En aquella ocasión llovía, una fina llovizna deslucía el acto pero este se desarrollaba acorde con el protocolo, todos mantenían el tipo a pesar de estar empapados y el cortejo avanzaba por su recorrido habitual entre plegarias y canciones tristes; los porteadores con paso lento pero firme iban cruzando la población, en sus semblantes se notaba las ganas de acabar con el acto que desarrollaban; fríos, mojados y con los hombros doloridos. El suelo resbaladizo añadía dificultades a tan peculiar desfile, haciendo peligrar en más de una ocasión la integridad tanto de la caja mortuoria y su contenido, como de quienes la portaban.

Anselmo observaba el transcurrir de los acontecimientos desde un balcón principal, por que Anselmo tenía contactos y siempre ocupaba un lugar destacado, sabía estar y era bien recibido. Desde su destacado pedestal y a pesar de la lluvia, no perdía detalle del cortejo fúnebre que discurría bajo sus pies, él era muy de mirar con detalle; aquellos hombres sobriamente vestidos, mostraban en sus facies la amargura del momento, no estando claro si por la pérdida o por la carga que en esos momentos se veían obligados a llevar.

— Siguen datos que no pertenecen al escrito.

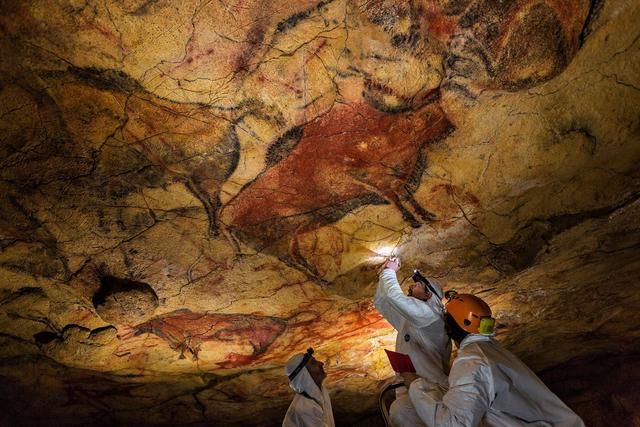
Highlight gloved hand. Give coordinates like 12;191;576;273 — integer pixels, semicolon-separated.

En un momento dado ocurrió lo que se veía venir desde el principio, un mal paso de uno de los costaleros hizo vibrar toda el anda, con caja fúnebre de pino joven incluida, Anselmo se dio cuenta enseguida de que algo pasaba y fijo aún más su penetrante mirada. El costalero en cuestión quiso rectificar su gesto y al intentarlo flojeo en su apoyo dando el traspié definitivo, el que arrastró en su caída al resto de porteadores que al verse sorprendidos por el malsano tirón, se vieron abocados al montoneo de unos sobre otros; en cuanto al cajón, triste protagonista del alto, salió lanzado unos metros por delante de la pequeña masa de cuerpos húmedos y contrariados que desde el suelo, vieron deslizarse el féretro callé abajo como una góndola surcando el gran Canal.

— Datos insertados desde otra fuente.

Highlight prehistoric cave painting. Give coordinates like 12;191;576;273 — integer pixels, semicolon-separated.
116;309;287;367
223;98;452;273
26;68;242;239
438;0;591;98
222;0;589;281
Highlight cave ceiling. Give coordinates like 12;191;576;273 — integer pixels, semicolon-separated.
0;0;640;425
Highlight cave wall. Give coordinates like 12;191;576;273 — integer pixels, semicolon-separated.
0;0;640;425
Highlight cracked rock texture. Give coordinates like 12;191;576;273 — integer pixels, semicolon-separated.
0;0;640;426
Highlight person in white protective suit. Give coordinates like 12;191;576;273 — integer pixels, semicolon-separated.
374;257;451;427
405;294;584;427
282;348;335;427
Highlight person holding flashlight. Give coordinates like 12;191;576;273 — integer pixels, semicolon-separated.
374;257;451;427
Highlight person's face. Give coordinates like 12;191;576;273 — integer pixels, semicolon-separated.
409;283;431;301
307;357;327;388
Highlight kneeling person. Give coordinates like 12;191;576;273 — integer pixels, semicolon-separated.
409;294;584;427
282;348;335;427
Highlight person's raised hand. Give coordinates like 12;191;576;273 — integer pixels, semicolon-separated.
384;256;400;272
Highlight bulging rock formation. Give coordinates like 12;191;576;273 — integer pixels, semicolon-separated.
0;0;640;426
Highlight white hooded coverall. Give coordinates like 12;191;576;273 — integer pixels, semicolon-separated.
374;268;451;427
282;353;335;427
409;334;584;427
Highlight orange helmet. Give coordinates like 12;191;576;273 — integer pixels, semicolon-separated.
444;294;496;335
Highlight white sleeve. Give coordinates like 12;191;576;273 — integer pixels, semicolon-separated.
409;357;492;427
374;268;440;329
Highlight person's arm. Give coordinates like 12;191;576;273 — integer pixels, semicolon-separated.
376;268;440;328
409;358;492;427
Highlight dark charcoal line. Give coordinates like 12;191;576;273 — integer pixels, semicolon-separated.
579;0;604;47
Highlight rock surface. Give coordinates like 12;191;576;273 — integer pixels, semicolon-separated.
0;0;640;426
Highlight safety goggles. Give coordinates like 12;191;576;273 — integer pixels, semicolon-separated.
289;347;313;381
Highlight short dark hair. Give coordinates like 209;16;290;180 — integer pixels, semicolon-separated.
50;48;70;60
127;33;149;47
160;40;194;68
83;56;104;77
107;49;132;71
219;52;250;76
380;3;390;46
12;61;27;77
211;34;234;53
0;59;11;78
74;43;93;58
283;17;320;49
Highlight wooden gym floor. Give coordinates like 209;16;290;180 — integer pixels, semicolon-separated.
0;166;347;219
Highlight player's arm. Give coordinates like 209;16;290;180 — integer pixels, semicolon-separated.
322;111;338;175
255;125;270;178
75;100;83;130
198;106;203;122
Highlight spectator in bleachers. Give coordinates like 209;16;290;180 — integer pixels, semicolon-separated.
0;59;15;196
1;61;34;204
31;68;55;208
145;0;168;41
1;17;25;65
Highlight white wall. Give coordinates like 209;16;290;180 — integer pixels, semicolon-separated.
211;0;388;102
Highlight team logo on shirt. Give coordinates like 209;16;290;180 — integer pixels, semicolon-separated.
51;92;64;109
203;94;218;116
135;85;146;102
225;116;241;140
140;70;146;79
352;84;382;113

Anselmo no perdió detalle, no le preocupaba el finado pues como buen zombie en ciernes, su regreso a este mundo estaba asegurado sin embargo, todo el cortejo se vio trastocado y compungido por tan desgraciado desenlace. Corriendo fueron calle abajo a la caza del esquivo envase mortuorio cuando casi llegando a su altura, se abrió la tapa de forma brusca asomando tras la gruesa tapa una cara pálida con ojos saltones inyectados en sangre, su boca gesticulaba palabras vacías de significado incierto,  aderezadas con gotas de saliva espesa que eran lanzadas como proyectiles a varios palmos de distancia.

Anselmo sabía de zombies, los había estudiado desde pequeño, y sabía que aquello no acabaría bien, antes o después un mordisco soltado al azar haría presa en algún miembro y ahí se iniciaría una nueva plaga; la tierra se agitaría sobre las tumbas y los campos santos se llenarían de caminantes buscando saciar sus instintos más primitivos.
Era hora de regresar, Anselmo quería desentenderse de aquel fallido ceremonial de infaustos resultados; tenía varias horas de viaje por delante y adivinando los próximos acontecimientos, se excusó iniciando su retirada no sin antes aconsejar a sus anfitriones que cerrarán puertas y ventanas en los próximos días. Así era Anselmo, siempre de ayudar, hasta en las situaciones más desesperadas.